Now, one possible explanation for Dijkstra making this additional restriction  is the following. Maybe Dijkstra analyzed the puzzle, and came to the conclusion that there is no solution possible if the husbands get separated. And note, depending on the nature of the puzzle, one can come to such a conclusion without actually finding all solutions to the puzzle, or even just a single one. And, if that is so, then yes, you might as well treat the two husbands as one item, thus eliminating the need to distinguish between the two, and treating them ,as you say, as one 'object' '$a$'.
Indeed, if you do treat the two husbands as one object '$a$', with the understanding that $a$ alone fills up the whole boat, it is easy to find a solution to this problem: Have the two wives row across, and have one of them return.

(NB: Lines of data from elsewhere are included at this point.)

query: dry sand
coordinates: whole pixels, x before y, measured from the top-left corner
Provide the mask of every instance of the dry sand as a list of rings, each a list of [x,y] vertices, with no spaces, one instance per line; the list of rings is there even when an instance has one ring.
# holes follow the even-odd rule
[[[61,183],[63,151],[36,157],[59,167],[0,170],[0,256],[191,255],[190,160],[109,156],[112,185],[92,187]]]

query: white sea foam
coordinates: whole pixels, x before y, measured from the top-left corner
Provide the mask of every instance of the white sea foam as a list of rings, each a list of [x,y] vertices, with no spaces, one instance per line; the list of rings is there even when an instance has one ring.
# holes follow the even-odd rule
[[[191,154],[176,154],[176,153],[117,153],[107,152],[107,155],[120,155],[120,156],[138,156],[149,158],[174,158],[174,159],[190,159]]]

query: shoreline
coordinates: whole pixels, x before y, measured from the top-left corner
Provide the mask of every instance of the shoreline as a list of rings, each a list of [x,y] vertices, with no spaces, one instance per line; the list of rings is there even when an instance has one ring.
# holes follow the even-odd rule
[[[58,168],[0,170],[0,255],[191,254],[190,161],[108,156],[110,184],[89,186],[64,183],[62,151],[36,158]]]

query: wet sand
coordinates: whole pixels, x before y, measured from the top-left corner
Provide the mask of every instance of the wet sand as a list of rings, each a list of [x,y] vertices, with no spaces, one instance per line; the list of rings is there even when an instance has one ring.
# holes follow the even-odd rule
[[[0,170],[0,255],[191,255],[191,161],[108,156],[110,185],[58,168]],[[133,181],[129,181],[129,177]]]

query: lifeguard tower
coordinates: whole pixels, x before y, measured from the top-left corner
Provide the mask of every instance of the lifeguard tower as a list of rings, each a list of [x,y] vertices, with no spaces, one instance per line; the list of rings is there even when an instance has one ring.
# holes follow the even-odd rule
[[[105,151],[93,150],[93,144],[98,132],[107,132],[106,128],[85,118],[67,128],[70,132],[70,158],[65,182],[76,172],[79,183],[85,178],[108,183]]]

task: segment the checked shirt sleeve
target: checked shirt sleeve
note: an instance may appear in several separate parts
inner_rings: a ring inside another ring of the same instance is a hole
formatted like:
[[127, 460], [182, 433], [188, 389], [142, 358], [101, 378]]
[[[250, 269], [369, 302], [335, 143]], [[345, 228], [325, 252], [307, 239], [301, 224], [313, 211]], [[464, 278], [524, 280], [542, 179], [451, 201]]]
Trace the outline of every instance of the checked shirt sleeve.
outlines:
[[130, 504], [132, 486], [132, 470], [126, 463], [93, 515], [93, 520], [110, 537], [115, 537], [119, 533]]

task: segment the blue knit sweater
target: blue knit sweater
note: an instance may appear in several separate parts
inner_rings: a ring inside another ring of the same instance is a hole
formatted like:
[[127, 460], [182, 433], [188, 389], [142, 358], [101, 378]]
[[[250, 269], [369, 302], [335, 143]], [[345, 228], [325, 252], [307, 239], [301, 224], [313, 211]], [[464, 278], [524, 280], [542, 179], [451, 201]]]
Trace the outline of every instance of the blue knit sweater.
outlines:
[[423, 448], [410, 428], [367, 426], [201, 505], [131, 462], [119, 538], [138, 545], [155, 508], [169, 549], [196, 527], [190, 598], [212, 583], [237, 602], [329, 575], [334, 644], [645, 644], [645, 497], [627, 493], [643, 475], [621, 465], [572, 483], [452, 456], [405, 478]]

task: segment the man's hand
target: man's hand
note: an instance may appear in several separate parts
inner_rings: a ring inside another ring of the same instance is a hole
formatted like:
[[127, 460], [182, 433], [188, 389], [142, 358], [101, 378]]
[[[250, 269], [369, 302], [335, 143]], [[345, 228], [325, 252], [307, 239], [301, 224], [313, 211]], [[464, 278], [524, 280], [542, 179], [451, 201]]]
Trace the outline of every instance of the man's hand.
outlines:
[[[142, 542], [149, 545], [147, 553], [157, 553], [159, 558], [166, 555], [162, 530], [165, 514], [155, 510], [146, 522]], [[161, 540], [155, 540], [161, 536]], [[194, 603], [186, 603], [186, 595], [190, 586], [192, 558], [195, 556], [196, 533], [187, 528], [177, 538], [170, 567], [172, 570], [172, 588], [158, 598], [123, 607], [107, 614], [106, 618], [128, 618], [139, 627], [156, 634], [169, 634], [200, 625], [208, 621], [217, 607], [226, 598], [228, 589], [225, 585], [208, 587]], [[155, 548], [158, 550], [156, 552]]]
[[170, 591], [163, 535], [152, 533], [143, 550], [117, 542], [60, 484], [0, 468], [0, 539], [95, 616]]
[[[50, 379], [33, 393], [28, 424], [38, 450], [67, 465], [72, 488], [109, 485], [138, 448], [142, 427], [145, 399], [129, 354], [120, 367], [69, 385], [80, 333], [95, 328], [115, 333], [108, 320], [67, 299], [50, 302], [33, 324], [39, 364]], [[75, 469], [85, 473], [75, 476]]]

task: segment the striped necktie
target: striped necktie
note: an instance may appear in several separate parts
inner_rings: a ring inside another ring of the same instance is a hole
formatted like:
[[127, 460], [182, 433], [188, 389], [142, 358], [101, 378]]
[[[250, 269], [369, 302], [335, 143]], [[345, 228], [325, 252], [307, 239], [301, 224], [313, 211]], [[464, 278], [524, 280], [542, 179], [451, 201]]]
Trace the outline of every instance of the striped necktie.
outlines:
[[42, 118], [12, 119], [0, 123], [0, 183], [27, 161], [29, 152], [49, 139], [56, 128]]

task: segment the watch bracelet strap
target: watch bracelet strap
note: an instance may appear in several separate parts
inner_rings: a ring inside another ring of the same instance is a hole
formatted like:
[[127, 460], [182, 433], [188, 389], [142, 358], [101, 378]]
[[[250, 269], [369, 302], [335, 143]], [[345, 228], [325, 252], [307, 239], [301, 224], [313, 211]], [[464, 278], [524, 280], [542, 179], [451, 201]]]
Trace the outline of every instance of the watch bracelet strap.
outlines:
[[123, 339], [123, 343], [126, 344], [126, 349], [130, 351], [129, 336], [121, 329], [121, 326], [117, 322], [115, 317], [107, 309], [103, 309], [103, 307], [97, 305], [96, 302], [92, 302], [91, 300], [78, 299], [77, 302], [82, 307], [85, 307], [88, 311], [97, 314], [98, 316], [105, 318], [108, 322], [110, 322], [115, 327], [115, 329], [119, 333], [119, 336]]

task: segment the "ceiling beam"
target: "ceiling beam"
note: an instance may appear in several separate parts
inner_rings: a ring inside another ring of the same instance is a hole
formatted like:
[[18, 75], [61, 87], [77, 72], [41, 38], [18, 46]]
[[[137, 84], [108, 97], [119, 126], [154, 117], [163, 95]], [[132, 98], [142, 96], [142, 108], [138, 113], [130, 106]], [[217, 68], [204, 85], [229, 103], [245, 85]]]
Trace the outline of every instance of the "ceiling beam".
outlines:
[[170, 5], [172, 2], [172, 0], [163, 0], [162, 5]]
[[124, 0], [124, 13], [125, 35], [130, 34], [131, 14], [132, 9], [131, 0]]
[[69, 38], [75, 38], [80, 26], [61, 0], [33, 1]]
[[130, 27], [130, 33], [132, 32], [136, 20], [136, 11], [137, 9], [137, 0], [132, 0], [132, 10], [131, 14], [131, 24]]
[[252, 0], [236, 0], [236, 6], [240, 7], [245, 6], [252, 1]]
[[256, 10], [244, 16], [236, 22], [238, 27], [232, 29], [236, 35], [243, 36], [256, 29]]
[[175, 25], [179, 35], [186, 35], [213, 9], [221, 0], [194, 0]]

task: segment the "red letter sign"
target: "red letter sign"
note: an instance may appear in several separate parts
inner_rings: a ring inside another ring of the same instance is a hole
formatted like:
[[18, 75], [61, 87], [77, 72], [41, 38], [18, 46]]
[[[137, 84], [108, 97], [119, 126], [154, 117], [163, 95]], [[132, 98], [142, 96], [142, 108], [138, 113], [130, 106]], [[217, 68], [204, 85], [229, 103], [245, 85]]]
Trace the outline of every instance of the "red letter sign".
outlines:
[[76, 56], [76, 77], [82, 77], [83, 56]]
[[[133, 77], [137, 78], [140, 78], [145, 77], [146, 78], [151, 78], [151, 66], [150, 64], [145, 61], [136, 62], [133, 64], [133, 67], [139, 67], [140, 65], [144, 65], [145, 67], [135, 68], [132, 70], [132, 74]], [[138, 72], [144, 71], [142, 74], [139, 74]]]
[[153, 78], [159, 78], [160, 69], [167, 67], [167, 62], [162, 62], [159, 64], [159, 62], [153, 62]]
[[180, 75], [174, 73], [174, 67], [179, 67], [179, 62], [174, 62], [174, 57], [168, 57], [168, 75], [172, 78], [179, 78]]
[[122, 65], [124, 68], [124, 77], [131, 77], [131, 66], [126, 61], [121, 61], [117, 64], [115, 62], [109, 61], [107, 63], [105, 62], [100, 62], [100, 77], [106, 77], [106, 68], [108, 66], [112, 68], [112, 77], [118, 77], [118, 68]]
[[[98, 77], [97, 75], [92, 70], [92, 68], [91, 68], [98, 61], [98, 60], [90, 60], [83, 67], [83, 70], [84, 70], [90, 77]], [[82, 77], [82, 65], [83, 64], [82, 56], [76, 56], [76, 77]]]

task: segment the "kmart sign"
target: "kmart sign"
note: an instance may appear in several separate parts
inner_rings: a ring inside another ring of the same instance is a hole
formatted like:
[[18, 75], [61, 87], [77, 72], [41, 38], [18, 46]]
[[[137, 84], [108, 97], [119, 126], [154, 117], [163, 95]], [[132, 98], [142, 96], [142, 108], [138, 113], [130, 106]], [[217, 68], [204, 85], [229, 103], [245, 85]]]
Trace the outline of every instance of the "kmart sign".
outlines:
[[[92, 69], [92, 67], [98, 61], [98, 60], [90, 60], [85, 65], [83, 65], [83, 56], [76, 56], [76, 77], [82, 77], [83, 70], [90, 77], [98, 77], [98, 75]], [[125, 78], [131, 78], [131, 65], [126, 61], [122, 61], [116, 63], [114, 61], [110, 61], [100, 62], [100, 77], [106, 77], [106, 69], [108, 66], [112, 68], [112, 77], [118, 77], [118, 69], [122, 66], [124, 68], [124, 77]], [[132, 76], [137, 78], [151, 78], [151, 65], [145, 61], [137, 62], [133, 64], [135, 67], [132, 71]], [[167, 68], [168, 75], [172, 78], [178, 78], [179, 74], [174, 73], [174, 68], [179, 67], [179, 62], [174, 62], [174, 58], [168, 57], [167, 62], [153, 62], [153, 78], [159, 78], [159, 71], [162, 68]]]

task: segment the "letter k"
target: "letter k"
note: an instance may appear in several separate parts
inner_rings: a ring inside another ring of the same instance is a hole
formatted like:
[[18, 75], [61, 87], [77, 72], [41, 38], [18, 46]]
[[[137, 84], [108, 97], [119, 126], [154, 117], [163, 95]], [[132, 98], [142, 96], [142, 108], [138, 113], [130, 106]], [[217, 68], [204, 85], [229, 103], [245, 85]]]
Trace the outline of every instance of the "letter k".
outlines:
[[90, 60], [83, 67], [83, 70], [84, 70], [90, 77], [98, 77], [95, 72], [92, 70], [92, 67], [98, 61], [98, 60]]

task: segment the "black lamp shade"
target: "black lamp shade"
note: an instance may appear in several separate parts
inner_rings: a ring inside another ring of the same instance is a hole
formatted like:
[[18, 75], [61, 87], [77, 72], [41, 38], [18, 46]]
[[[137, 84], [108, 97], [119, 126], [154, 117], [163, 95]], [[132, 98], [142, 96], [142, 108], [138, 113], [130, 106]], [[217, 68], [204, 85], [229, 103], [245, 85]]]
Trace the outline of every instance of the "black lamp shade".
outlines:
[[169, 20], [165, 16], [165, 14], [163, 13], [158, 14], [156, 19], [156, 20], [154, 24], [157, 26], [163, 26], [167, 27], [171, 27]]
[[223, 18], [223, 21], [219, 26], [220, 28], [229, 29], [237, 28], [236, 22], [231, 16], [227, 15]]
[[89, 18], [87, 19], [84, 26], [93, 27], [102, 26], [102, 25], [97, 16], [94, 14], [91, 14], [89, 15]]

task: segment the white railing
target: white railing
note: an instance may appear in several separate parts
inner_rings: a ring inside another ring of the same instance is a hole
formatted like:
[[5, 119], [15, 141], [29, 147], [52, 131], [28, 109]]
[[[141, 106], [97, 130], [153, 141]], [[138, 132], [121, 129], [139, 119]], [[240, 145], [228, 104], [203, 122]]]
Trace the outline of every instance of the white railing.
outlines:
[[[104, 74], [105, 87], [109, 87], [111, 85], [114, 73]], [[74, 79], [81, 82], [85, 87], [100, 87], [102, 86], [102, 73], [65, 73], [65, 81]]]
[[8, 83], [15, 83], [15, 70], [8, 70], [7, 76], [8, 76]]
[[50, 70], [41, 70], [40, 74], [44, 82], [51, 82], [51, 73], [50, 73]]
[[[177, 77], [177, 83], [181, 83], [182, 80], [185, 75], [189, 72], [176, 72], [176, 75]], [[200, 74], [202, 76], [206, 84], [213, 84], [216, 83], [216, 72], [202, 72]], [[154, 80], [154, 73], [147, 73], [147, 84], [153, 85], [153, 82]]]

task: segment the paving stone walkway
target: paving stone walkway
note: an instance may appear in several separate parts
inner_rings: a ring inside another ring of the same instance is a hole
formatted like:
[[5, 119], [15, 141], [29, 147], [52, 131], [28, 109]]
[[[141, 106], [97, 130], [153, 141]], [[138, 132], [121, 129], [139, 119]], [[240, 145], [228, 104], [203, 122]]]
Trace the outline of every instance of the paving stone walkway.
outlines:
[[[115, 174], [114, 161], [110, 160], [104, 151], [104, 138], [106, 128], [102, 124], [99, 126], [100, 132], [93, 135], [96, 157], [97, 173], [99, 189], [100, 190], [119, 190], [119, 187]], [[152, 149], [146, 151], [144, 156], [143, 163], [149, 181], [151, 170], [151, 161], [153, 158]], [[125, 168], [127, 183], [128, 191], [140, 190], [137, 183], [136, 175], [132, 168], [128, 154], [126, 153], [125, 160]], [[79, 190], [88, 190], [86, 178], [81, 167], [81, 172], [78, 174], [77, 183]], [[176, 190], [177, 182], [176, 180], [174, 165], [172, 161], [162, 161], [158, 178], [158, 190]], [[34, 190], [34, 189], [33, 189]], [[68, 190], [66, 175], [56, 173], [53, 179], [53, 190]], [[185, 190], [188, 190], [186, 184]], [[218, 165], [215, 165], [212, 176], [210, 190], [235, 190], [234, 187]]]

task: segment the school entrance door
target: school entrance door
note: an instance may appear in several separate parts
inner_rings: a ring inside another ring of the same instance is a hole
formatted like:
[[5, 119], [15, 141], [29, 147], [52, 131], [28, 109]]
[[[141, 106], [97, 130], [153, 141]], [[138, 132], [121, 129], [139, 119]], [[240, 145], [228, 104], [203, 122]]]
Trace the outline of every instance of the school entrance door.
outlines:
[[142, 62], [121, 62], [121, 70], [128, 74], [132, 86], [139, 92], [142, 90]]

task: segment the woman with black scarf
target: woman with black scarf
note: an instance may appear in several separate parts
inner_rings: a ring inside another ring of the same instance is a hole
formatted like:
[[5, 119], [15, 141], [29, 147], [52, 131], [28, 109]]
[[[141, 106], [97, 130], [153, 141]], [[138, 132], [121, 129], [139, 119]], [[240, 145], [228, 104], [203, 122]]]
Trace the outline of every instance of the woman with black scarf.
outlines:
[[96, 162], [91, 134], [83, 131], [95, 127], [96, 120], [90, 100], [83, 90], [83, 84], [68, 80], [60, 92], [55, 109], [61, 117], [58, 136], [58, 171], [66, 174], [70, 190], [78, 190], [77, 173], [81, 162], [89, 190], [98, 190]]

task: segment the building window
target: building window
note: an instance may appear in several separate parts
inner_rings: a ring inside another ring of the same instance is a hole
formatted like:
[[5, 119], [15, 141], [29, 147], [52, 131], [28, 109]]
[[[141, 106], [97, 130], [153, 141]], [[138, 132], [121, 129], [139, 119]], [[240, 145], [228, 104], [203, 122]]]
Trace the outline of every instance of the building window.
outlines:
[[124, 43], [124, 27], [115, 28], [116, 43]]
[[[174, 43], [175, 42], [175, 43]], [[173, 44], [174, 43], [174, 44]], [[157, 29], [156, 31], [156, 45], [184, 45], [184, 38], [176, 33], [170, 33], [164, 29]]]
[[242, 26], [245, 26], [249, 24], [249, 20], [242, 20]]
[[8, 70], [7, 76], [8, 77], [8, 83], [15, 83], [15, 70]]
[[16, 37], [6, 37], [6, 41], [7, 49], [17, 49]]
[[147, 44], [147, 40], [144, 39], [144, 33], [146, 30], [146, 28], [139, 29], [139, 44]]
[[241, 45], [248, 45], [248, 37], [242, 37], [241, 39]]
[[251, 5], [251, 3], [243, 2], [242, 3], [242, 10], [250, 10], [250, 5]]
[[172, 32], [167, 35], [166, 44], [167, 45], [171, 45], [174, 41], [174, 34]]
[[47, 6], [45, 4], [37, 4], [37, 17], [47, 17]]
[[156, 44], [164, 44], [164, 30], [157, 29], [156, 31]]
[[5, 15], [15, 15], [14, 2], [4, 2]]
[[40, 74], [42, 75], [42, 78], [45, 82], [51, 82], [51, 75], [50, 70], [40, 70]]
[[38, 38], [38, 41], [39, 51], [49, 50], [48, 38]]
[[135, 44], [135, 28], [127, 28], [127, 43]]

Now send over '$a$', and have the second wive return, and finally have the two wives go across together again.
However, as others have pointed out, it turns out that there is also a solution with you keep the two husbands together: have one couple row across, after which the husband rows back to fetch the other husband, and then the wife rows back to fetch the other wife.
So, we know that the restriction that Dijkstra imposes is not necessitated at all. In fact, I would say Dijkstra was really rather 'lucky' in creating the additional restriction. How did he know that there was a solution where you could keep the two husbands together?
A: For completeness, here is a solution that does separate the two husbands. Let's say the couples are Mr. and Mrs. Smith and Mr. and Mrs. Jones:

*

*The Smiths row across together.

*Mr. Smith rows back.

*Mr. Smith and Mr. Jones row across together.

*Mrs. Smith rows back.

*Mrs. Smith and Mrs. Jones row across together.

Dijkstra would very likely have hated it, but the most effective means we have for analysing protocols like this is informed trial and error (a.k.a. model checking). Model checking does often benefit from an intelligent choice of abstraction.